Evans: "The old Cadel coming back"
Cadel Evans went so hard on stage 16 that he said after the finish that he couldn't remember his...
Cadel Evans went so hard on stage 16 that he said after the finish that he couldn't remember his middle name. [It's 'Lee' - Trivia ed.] The tactic paid off, however, with the Davitamon Lotto rider finishing fourth on the stage and, more importantly, moving up four places to seventh overall.
"This morning I thought it might be an opportunity to get in a break. I didn't know if T-mobile would let me go, but took a chance," he told Cyclingnews' John Trevorrow after the finish.
"The other mountain stages were only for the top GC riders, of which I'm not one this year. It's my first Tour after all. But I saw an opportunity today and you've got to grab them when you can. When you get the chance, you've got to run with it."
"I couldn't see another opportunity where I could take four minutes out of Armstrong. So I had to take my chance today, and I did the last five kms on the front by myself. Obviously I wasn't thinking about the stage. I wasn't thinking about the sprint too much.

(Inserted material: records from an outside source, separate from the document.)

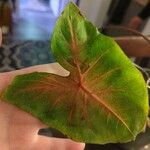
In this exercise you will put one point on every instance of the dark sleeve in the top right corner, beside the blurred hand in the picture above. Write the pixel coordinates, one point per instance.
(145, 13)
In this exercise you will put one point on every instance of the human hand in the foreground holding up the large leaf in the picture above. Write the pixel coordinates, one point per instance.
(19, 129)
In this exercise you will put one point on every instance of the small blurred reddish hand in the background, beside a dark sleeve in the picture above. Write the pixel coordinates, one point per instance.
(135, 22)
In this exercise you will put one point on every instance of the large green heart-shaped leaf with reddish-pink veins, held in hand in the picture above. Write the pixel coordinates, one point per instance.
(103, 100)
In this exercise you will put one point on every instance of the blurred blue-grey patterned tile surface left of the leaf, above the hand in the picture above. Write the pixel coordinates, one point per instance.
(21, 54)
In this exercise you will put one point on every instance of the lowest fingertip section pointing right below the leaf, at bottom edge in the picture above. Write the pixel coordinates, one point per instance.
(57, 144)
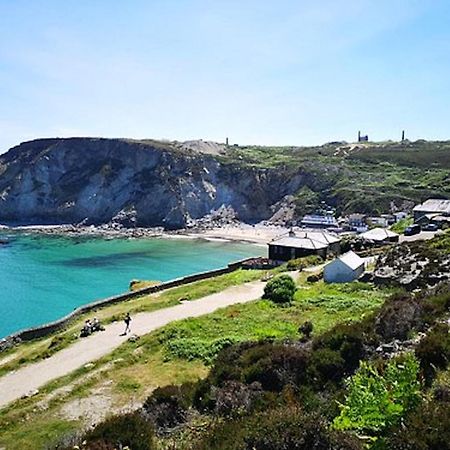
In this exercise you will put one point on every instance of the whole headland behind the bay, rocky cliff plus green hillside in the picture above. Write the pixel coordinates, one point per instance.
(170, 184)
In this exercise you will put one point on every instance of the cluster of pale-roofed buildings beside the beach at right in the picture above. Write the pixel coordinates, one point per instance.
(322, 234)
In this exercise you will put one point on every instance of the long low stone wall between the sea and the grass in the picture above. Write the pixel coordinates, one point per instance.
(49, 328)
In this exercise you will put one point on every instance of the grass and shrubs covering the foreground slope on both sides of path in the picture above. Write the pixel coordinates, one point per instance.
(339, 366)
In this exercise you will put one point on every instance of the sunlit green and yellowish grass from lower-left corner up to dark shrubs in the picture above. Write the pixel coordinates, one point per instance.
(182, 351)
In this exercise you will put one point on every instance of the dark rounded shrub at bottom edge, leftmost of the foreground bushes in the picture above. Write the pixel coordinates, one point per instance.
(130, 430)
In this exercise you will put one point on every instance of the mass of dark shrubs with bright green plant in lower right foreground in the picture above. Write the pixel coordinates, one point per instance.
(336, 391)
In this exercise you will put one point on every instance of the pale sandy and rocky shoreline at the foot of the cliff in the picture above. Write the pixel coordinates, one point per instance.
(251, 234)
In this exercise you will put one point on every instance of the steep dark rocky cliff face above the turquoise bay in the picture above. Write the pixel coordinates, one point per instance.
(158, 184)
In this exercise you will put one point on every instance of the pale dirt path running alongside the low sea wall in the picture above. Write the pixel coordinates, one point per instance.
(29, 378)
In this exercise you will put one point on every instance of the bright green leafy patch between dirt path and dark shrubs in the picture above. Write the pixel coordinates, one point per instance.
(325, 305)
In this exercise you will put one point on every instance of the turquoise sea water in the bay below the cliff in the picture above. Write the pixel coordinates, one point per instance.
(43, 278)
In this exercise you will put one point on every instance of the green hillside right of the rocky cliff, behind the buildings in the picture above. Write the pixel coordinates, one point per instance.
(358, 177)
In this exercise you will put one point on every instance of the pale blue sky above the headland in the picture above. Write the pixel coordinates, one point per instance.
(266, 72)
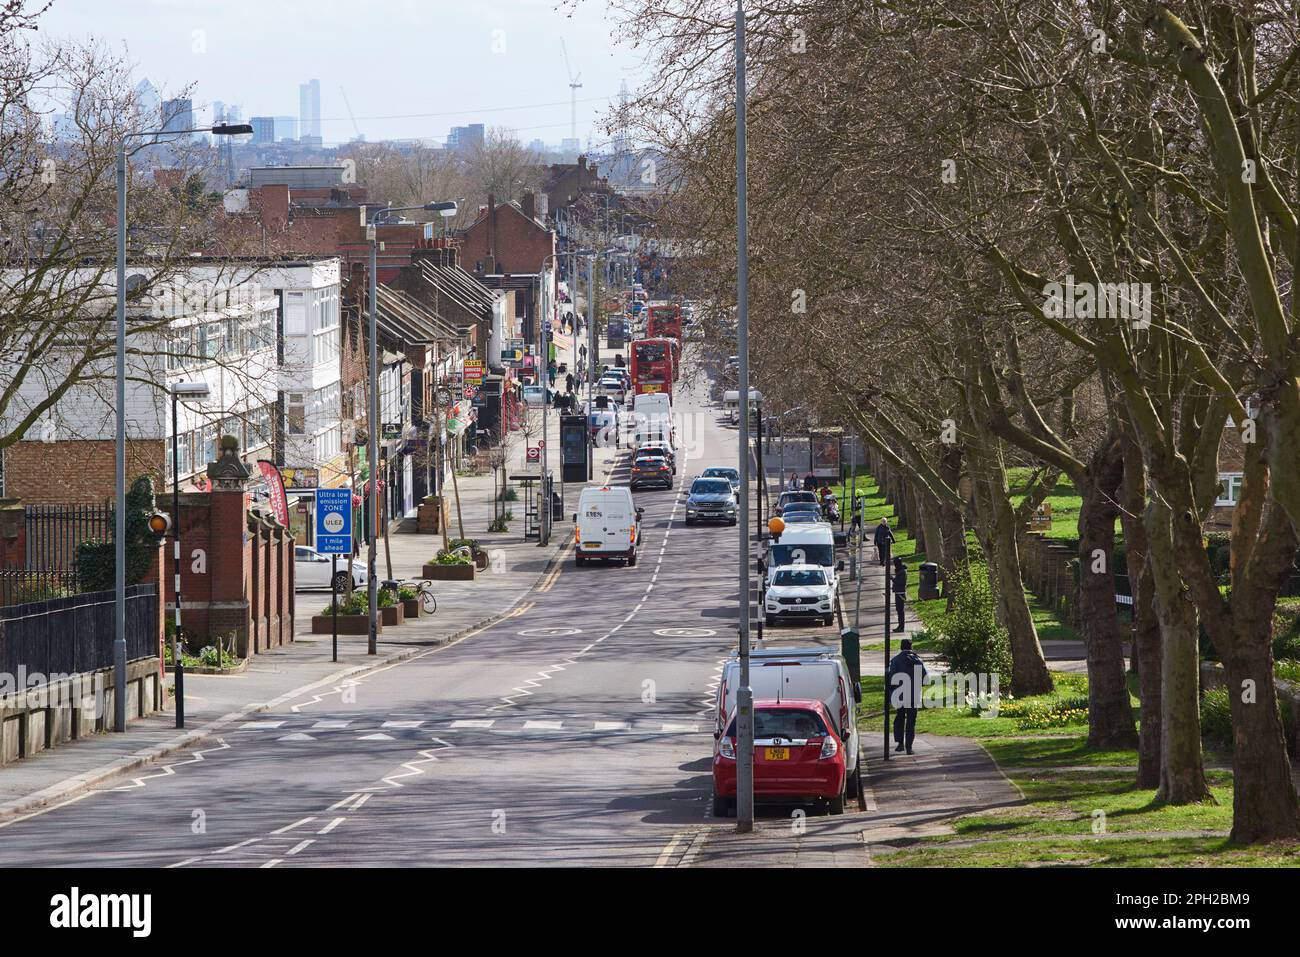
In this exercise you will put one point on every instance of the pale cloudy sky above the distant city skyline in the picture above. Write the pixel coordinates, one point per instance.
(411, 68)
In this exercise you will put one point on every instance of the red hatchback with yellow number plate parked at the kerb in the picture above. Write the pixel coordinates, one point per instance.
(798, 755)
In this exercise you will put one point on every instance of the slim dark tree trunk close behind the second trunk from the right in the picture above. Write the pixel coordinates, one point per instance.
(1146, 629)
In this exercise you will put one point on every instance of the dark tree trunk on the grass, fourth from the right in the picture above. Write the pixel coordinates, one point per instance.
(1111, 720)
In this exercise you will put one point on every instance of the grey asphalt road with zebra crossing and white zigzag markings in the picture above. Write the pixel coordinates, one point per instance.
(575, 733)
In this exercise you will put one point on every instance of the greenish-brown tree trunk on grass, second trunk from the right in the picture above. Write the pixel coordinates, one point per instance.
(1182, 773)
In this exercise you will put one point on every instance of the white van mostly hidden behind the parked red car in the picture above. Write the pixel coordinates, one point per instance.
(799, 674)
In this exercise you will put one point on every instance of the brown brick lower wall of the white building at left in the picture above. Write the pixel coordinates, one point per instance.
(77, 471)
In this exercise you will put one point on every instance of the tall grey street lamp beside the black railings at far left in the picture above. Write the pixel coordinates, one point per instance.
(120, 439)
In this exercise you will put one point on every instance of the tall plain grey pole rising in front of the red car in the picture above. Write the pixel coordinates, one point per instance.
(744, 694)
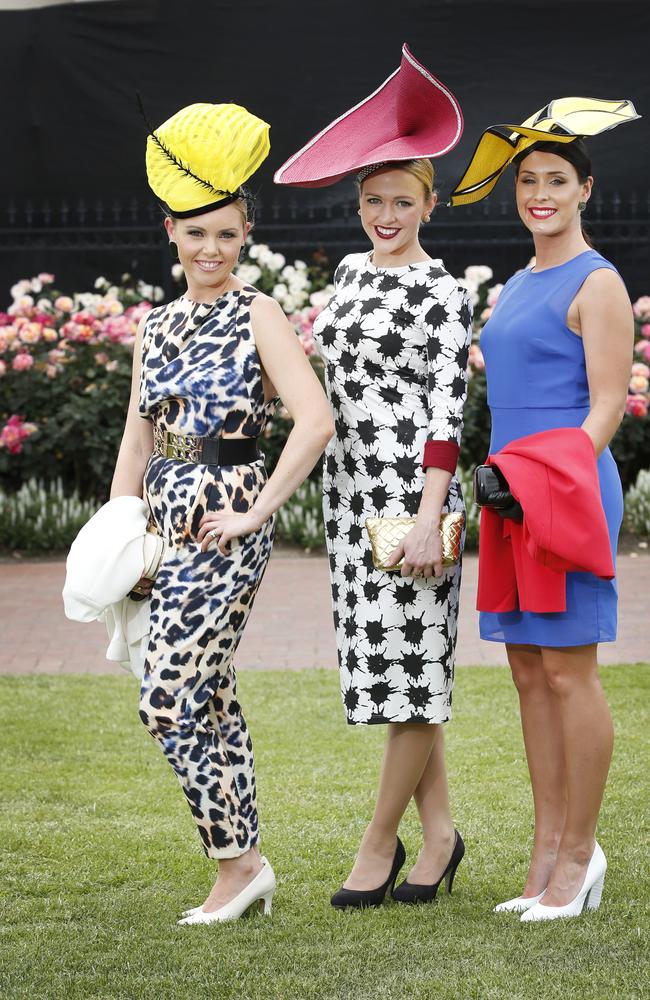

When a reporter put it to Evans that today's ride was unusually aggressive for the Australian, he said that he's finally putting some tough times behind him. "It's the old Cadel Evans coming back. I've a lot of emotions today. I've had two bad years and a lot of people have forgotten what sought of rider I am."
"I've always believed in myself and some people really believed in me and I thank them for that. Mark Sargeant, the Davitimon Lotto team, my girlfriend, my family, my really good friends who have always held strong over the last two years. It hasn't been a very good two years for me, but now you've seen the old Cadel come back."
Part of his motivation this morning was to prevent Stuart O'Grady getting points for the green jersey competition, thus helping his team-mate Robbie McEwen to stay in touch. He says there was an element of luck involved, too. "I'd hoped it would work out. It's a good thing I'm sponsored by the Belgian Lottery because it looks like I got the right ticket today. I told the guys in the break to just work with me. It is a long way to Paris and it felt like I was out there for a long time today."
"I wanted to get in the break. We didn't want O'Grady to get any points in the first sprint. I saw the move go and so I joined it and it was the move that stayed away. Freddy was great today. He's not a climber, he's here to do the final 500 metres for Robbie but he's helped me so much. Every time someone's got me to position on the climbs, it's been him. It means a lot that the guys believe in me."
Happy with his place in the top eight, Evans is hoping to ride well all the way to Paris. He's not certain yet how the race against the clock will go, however. "Of course I want to have a good TT. But it's my first Tour and my first third week of a stage race," he said.